In a week where Liam Gallagher sold 103,000 copies of As You Were and the revival of rock and roll was proclaimed, anyone in the know in this city is fully aware that there's a storm brewing in this underground scene that's becoming an unstoppable hurricane. Ist Ist are at the very eye of it. Whether it be Adam's deep rich baritone that one minute is surprisingly soothing, like when he's romancing his wife in the verses of Emily, to the gutteral piercing scream he lets out in the chorus and at the very end of the final song Diversion, Andy's bass lines that are so razor sharp they threaten to slash you into pieces or the tribal relentless pounding of Joel's drums that form the preliminary call to arms to fight the good fight.
They've stealthily amassed a quintet of singles over the past eighteen months - Silence, White Swan, Right Before Your Eyes, Strangers and Night's Arm - that form an impressive start point for anyone wanting to understand Ist Ist and see past the moronic and lazy Joy Division copyist tag they've had attached to them by a few (idiots). Each possesses a chorus of such ferocious intensity, amplified live, that can terrify the weak-kneed and leave those of a tougher disposition foaming at the gills in excitement. Emily probably surpasses the lot of them too, a terrifying declaration of love from Adam to his wife.

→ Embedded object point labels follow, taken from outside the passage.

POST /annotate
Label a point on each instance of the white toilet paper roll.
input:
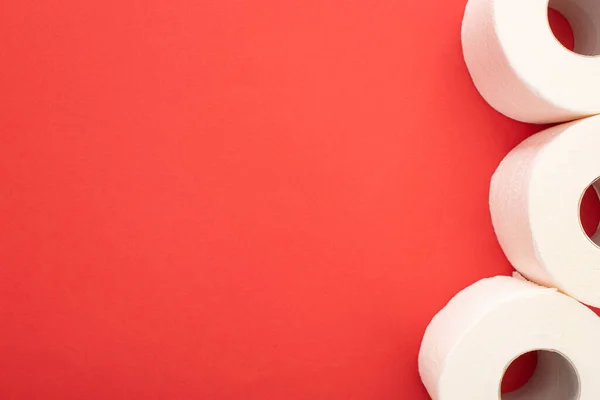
(470, 343)
(519, 66)
(535, 197)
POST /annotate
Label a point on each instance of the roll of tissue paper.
(519, 66)
(535, 198)
(470, 343)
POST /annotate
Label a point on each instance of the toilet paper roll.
(535, 197)
(470, 343)
(519, 66)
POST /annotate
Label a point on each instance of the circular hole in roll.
(576, 24)
(589, 212)
(545, 375)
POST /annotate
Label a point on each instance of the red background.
(236, 199)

There's much more to them than that though. Ghost, 7 and the set-closing Diversion, complete with a refrain that threatens to deafen anyone within 100 metres, are much more experimental in their nature. But, like all great bands that make the breakthrough, even without the immediacy of an earworm chorus, these songs fill this place and you can't help but think they'll grow even more the bigger venue you hear them in.
Things Will Never Be The Same Again, a one-line repetition of the title, feels like the world is about to end as both band and singer call upon the apocalypse as the song leaves a trail of devastation in its substantial wake. They indulge us with a two minute short sharp blast of Rats, a song they think isn't representative of what they're writing, and whilst they're right in that respect, the delirium it creates in the crowd, as two gentlemen in rat masks wave around toy rats by the tail, can't be something that's easily dismissed although Adam tells us at the end "there'll be no more of that".

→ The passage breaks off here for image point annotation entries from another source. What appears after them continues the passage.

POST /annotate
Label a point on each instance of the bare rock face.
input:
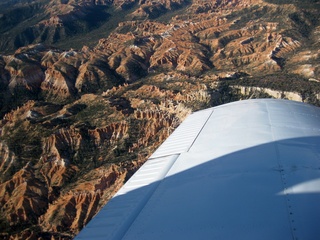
(76, 124)
(59, 80)
(23, 198)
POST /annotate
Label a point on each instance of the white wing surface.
(244, 170)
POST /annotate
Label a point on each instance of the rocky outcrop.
(23, 198)
(98, 112)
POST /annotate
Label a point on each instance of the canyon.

This is an unquestionable triumph. For a band that refuses to play by any notion of cool or the games you cringe at other bands for partaking in (thus actually making them cooler), for a promoter who has the balls to put them in a venue of this size when their biggest sell out to date was a third of the size and for the fans in the room whose love affair with these three awkward buggers is threatening to become an outbreak in the city and beyond, this is the sound of something stirring in the bowels of town, a beast awaking and not cowing down to what our sedentary supposed cultural taste makers tell us to click on and follow or trying to recreate faded past glories for one more time and one more payday.
You need to find Ist Ist before they find you.
Ist Ist played Silence, Ghost, White Swan, Emily, 7, Things Will Never Be The Same Again, Rats, Right Before Your Eyes, Strangers, Night's Arm and Diversion.